Más relevante es un episodio de las abdicaciones de Bayona: la entrevista del mentor de Fernando VII, Juan Escoiquiz con Napoleón el 20 o 21 de abril de 1808, publicada hace poco con las Memorias de Escoiquiz, en una escueta edición de J.R. Urquijo (Renacimiento, Sevilla, 2007). Aun antes podía ser localizada sin dificultad, en francés, entre los papeles manuscritos de Escoiquiz en la sección digital de la BNE. El hecho es que ni Urquijo ni La Parra se detienen a examinarlo, limitándose el segundo a opinar que los representantes de Fernando VII en Bayona nada hicieron de relieve, «no fueron capaces de idear nada eficaz [y] lo único que proyectaron tuvo aires de farsa».

La entrevista del canónigo con Napoleón no se merece tal descalificación. Con el paso del tiempo, ya en el destierro de Santa Elena, el exemperador dio fe de que se había celebrado, de los razonamientos de Escoiquiz y de la razón que asistía al canónigo, a pesar de considerarle nada menos que «el verdadero autor de todos los males de España» (sic). La argumentación de Escoiquiz partía de la facilidad con que Napoleón hubiera podido gobernar España, respetando la condición de rey de Fernando VII, en calidad de fiel aliado. En sentido contrario, «toda la nación en masa se opondrá con un ardor y una constancia invencibles a la introducción de cualquier otro soberano». Solo que nada podía apartar a Napoleón de su idea de que el acceso al poder de Fernando VII era ilegal, siendo fruto de un tumulto, ni del designio de que «la casa de Borbón, a la que debo mirar como enemigo implacable de la mía, no reine en adelante en España». La sustitución de dinastía es planteada al modo de resultado inevitable de una contienda entre clanes corsos enemigos, y Napoleón está resuelto a emplear doscientos mil hombres para aplastar cualquier resistencia. El cuadro de la guerra de 1808-1814 está ya prefigurado, así como los efectos que la misma tendrá para el emperador: «esta desgraciada guerra me ha perdido», concluye. Como resumen, citará en el Memorial de Santa Elena la advertencia de Escoiquiz: «Queréis emprender un trabajo de Hércules cuando tenéis en la mano un juego de niños». Valía la pena que La Parra la hubiese tomado en cuenta.

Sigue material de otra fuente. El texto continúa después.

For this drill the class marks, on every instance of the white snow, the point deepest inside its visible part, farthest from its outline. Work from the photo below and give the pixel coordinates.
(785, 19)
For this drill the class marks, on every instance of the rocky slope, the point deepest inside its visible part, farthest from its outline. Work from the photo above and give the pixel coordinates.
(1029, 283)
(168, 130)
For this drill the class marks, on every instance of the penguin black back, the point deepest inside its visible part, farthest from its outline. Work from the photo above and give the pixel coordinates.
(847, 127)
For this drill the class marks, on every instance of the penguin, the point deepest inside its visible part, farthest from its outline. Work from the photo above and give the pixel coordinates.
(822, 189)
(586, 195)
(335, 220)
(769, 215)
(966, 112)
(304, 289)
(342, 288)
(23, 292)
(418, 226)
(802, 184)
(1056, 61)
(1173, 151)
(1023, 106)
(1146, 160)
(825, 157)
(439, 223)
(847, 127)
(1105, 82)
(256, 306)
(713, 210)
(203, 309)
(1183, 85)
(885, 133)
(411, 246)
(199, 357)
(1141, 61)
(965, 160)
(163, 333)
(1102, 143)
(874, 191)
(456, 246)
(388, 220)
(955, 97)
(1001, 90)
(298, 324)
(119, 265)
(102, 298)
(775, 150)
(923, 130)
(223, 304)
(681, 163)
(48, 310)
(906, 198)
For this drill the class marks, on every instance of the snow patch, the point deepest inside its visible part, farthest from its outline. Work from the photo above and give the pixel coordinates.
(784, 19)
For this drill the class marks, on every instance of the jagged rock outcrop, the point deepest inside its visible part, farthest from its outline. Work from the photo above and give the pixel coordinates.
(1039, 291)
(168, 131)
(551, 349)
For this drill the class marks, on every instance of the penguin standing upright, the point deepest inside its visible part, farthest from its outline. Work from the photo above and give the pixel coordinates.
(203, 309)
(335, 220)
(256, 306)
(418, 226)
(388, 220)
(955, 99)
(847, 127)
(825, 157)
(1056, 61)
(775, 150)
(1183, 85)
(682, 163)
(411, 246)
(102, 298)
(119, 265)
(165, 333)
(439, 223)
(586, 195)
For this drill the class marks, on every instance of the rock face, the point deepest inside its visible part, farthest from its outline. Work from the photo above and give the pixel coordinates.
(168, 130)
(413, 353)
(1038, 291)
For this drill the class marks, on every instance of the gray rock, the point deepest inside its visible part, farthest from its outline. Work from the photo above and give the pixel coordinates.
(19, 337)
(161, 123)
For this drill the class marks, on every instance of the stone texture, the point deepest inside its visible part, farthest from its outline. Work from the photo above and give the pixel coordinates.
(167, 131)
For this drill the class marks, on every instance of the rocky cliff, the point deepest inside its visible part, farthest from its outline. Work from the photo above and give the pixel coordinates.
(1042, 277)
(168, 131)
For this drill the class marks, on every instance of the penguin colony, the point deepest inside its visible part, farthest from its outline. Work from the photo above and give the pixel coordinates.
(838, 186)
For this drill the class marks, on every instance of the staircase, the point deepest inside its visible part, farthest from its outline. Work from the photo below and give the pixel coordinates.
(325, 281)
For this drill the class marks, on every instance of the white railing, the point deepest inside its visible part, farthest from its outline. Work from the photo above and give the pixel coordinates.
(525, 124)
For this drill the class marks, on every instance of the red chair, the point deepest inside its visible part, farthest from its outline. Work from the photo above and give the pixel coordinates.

De nuevo nos encontramos con una ausencia inexplicable, rechazando documentos que contravenían la línea interpretativa previamente adoptada. En el sentido propuesto por Todorov, el auténtico significado del discurso «histórico» resulta en tales circunstancias de un vacío, de un silencio que bloquea tanto la actividad investigadora como toda explicación ulterior. Al tener en cuenta las infracciones al orden, cometidas por el autor, la personalidad y las acciones del biografiado pierden toda la consistencia que les asigna La Parra, y llegamos a una imagen fragmentada y caótica de Godoy, con el único hilo conductor de su ansia de personificar un poder absoluta que bajo su gestión se autodestruye irremisiblemente.